Del día a la noche, la
casa de Barragán es una suerte de reloj de sol. Gracias a la perspectiva que el
visitante mantenga, descubrirá cosas nuevas, nuevos órdenes, nuevas figuras. Así,
al mediodía, un muro rosa mexicano colorea sutilmente al muro blanco enfrente
de él. En efecto, lo que un espectador percibe de inmediato es que entre toda
esta disparidad de elementos existe una reconciliación de tradiciones: desde la
pintura de Chucho Reyes que influye de forma determinante a Barrágan, hasta los
motivos arquitectónicos de las haciendas novohispanas, pasando por las nuevas
tendencias de la vanguardia en Europa. Así, de forma análoga, el espacio está
enraizado en sus orígenes y delineado por sus modelos, pero es también la
erupción de un estilo nunca antes visto (y como una erupción, uno de los
materiales que hacen célebre a la edificación es la piedra volcánica). Lezama
Lima lo consideraría un plutonismo que funde, en una sola cosa, a todos los
fragmentos dispares. Este espacio es el que construiría un rumiante que dilucida
cómo reconciliar a todos los elementos de su formación artística: desde la
estatuilla de Henry Moore del premio Pritzker, hasta las curiosidades que traía
de África. Todo convive en una tensión permanente.
La austeridad de la casa de Barragán está
vinculada perfectamente a sus inquietudes místicas (el visitante atento
encontrará, en uno de los estantes de su enorme biblioteca, propia de un rumiante,
los Ejercicios espirituales de
Loyola). Quizá el espacio más fascinante de la casa sea el cuarto de visitas,
que es casi la habitación de un monje. Barragán pensaba que en esta sección
sólo iba lo necesario: una cama y un buró. Y arriba, una imagen de una Virgen
que vigila al visitante. Las ventanas de este cuarto completamente blanco están
inspiradas en el diseño de las puertas de las caballerizas, aportando no sé qué
sentimiento de nostalgia de la vida rural, de la vida ascética; y así, el
espacio se vuelve eficaz, no sólo para el cuerpo, sino también para, digamos,
el ánima, aturdida por la vida en la gran ciudad.
Dentro de este aparente
minimalismo, la casa está cargada de enigmas, de elementos que ornamentan para
extraviar al espectador. Enormes esferas plateadas que, como espejos convexos,
distorsionan al curioso visitante posado frente a ellas, establecen un juego de
ilusiones en el que también participan los enormes muros huecos de la casa y el
uso excesivo de puertas y biombos, así como una gran escalera de madera que no
se usa para subir, sino para poner libros y comer.
Nada nunca se ofrece en
su totalidad, ni siquiera un muro plano o un cuadro monocromático como El mensaje de Goeritz, y ya no digamos
la terraza, que no es para ver el paisaje, sino el cielo: como en contacto
directo, unívoco, con Dios. Todo da la impresión de estar velado, condicionado
por una fuerza suprema que es precisamente la cabeza del artífice. ¿Hacia dónde
mirar cuando todo es mirable?
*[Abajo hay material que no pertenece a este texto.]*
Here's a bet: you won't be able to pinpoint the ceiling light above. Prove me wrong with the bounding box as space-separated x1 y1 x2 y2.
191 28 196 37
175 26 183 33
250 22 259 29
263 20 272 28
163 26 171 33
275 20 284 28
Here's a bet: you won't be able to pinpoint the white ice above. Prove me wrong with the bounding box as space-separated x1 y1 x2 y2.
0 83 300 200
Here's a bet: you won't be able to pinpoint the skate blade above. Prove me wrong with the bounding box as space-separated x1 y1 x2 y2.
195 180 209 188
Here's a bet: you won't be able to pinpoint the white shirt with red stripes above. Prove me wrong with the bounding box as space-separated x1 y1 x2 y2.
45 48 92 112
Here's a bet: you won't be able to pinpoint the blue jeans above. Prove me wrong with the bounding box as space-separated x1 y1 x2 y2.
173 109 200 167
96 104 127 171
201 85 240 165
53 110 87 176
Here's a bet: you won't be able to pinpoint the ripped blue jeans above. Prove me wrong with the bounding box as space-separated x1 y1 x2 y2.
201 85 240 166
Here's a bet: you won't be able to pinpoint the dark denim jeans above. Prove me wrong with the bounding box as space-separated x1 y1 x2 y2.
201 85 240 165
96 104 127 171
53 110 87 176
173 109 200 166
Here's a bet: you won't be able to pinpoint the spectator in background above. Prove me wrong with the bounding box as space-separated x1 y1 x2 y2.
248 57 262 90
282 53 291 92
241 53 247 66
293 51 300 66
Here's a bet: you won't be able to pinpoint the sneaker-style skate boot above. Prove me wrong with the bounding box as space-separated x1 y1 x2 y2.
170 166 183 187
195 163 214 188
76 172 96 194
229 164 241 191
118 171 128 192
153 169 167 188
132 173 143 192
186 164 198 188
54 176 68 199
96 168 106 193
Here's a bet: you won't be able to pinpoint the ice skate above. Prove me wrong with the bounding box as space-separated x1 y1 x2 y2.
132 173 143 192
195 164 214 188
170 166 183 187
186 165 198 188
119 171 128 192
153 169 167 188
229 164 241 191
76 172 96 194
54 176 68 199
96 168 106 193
Fascinado
por la naturaleza, que irrumpe agresivamente en el recibidor, solo un enorme ventanal separa el exótico
jardín de la casa, que es también un locus
amoenus: la vegetación incita al desorden. De esa forma entran en choque
dos naturalezas de distinta índole.
Al salir, lo confieso, todos
estos elementos produjeron en mí una fascinación que nunca antes había sentido
por la arquitectura. Un extraño impacto. Sobre todo cuando uno se enfrenta otra
vez al paisaje de la ciudad, configurado por los intereses de unos cuántos, y
valora enormemente esa hora y media gastada en el entorno de un artista tan
peculiar, tan imposible de describir, tan lleno de contradicciones.
*Cita extraída del texto de José María Buendía Júlbez en el catálogo editado por Reverte Ediciones en 1996.